Businesswise, Kanyike is inspired by Uganda’s celebrated businessman Patrick Bitature also the chairman of Simba Group of Companies and Chinese Business Magnet Jack Ma also the founder of Alibaba Group, a multinational technology corporation.
Kanyike notes that since Uganda is developing at a higher speed, people no longer consider cars as a luxury but a must have service.
In a car business which today is infiltrated with a number of people, Kanyike says you need to start with enough capital as compared to other businesses normally some people operate.
“Since most of the time, I deal in second hand cars sometimes it has its other side of challenges,” he states.
“Ugandans are low income earners and not everyone has the capacity to purchase a car depending on how we projected,” Kanyike who will also be vying for Bukoto East Constituency seat come 2021 adds.
He says majority of Ugandans prefer to buy the used vehicles since they are cheaper than new vehicles although in the long run, they spend more in maintenance costs.
Kanyike recollects that the government of Uganda led by President Yoweri Museveni did not also revise the laws that govern the car business well citing; the more you ship in new cars, the more the tax.
He adds that normally they give out cars on credits and they end up selling these cars lowly without netting their targets in the financial year.
Bureaucracy in clearing the cars
For the Uganda Revenue Authority case, Kanyike says they pay a lot of tax; Income tax, Value Added Tax (VAT) and even the bureaucracy while clearing the cars is a bit forceful.
“We (The importers) are cardinal people that pays more tax as compared to other people in business. It clearly hurts me when we are subjected to exorbitant tax yet the business favors all of us,” Kanyike notes with a saddened tone.
As for clarity, Kanyike for example imports cars of model 2006 (Toyota Harrier) worth shs: 45m and the profit worth remains shs: 1.2m.
As for someone who has been in the business for the last six years, Kanyike is quick like a wink to share that 80 percent of the people dealing in car selling operate in loans and when taxes are hyped, they are more at times discouraged from operating.

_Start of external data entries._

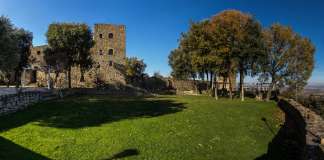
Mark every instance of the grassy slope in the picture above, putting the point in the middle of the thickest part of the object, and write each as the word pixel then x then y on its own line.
pixel 166 127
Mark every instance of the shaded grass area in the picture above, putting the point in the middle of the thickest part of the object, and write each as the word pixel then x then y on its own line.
pixel 163 127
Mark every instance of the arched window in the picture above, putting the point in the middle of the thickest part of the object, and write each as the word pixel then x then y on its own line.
pixel 110 52
pixel 110 35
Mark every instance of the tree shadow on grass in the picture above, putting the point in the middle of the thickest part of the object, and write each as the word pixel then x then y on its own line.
pixel 123 154
pixel 12 151
pixel 286 145
pixel 90 111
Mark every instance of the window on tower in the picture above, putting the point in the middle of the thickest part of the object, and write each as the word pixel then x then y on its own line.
pixel 110 52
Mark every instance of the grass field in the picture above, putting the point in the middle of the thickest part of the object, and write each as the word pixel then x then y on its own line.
pixel 161 128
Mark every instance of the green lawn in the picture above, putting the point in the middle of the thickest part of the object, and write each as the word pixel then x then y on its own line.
pixel 163 127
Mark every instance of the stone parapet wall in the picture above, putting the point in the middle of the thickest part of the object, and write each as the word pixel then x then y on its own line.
pixel 309 127
pixel 14 102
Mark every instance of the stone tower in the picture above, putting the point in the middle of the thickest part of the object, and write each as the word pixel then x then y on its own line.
pixel 109 52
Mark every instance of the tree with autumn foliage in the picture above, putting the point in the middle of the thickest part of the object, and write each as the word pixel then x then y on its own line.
pixel 290 58
pixel 239 42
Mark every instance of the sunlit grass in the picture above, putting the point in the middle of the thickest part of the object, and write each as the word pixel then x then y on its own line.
pixel 163 127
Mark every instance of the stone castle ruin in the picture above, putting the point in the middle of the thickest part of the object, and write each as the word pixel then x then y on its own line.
pixel 108 54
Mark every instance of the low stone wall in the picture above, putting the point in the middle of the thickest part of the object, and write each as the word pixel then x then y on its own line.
pixel 14 102
pixel 308 128
pixel 124 90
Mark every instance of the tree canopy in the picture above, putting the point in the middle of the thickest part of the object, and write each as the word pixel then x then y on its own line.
pixel 233 42
pixel 71 41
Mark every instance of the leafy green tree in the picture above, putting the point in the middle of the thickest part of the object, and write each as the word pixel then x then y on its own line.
pixel 290 58
pixel 15 46
pixel 9 57
pixel 56 61
pixel 225 28
pixel 181 64
pixel 74 41
pixel 134 70
pixel 24 40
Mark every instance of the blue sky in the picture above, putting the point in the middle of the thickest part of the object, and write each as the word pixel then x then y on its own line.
pixel 154 26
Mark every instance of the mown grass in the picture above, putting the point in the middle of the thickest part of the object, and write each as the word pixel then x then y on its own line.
pixel 162 127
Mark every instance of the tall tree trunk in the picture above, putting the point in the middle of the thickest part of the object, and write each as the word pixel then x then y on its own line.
pixel 270 88
pixel 8 78
pixel 17 78
pixel 211 80
pixel 69 77
pixel 242 84
pixel 207 79
pixel 215 86
pixel 212 85
pixel 230 86
pixel 195 84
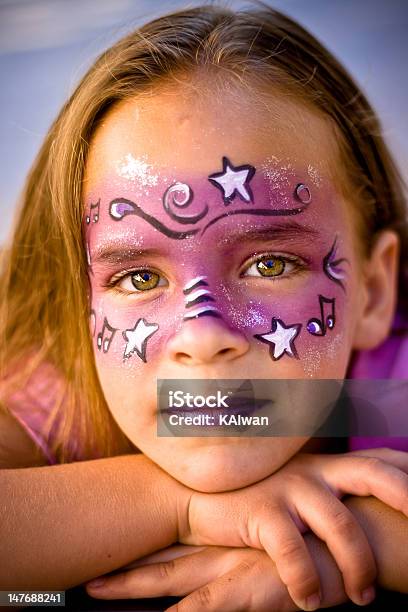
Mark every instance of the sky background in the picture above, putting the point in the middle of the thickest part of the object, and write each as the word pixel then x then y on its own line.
pixel 47 45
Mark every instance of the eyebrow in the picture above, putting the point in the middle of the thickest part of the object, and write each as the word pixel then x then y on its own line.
pixel 119 251
pixel 290 230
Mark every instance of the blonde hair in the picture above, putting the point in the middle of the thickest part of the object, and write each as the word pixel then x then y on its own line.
pixel 44 305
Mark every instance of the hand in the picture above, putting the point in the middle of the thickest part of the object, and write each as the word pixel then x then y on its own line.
pixel 217 578
pixel 272 514
pixel 213 578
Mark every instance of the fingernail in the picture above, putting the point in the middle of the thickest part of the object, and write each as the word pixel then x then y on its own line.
pixel 313 602
pixel 367 595
pixel 95 584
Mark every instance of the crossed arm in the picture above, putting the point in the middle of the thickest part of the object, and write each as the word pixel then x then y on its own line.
pixel 89 518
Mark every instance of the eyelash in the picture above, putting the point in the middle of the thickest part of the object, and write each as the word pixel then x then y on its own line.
pixel 300 265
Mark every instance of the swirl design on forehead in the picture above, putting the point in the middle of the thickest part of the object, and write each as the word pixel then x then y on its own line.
pixel 286 212
pixel 121 207
pixel 232 181
pixel 170 197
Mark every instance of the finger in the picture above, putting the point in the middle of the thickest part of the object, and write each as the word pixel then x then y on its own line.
pixel 333 523
pixel 237 591
pixel 285 545
pixel 398 459
pixel 370 475
pixel 172 577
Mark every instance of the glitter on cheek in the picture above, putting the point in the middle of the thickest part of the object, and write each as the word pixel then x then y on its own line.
pixel 314 175
pixel 311 360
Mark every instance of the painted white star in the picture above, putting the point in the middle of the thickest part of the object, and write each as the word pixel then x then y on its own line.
pixel 233 180
pixel 136 338
pixel 282 338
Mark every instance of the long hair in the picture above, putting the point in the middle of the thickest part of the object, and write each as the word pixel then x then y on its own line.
pixel 44 284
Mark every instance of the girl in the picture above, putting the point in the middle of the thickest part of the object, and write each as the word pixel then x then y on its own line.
pixel 238 137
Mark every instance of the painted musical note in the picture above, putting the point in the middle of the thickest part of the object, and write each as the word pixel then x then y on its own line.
pixel 92 322
pixel 318 327
pixel 105 337
pixel 93 213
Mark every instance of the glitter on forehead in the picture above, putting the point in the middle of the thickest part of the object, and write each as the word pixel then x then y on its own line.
pixel 315 176
pixel 279 176
pixel 137 170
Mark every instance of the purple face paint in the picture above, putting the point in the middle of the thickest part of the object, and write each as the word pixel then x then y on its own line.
pixel 196 292
pixel 332 266
pixel 179 228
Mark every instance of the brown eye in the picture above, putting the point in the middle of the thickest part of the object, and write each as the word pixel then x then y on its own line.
pixel 144 280
pixel 270 266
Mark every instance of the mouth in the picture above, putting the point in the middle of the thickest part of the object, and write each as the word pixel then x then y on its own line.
pixel 239 402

Kanyike says Uganda has virgin market for car buyers and that’s why he normally puts a lot of time, money and energy in his business.
In order to perfect car selling business, Kanyike normally reads business and economics literature that have had formative influence on modern business theory and practice. Among these include manuscript; How to Win Friends and Influence People (1936) by Dale Carnegie.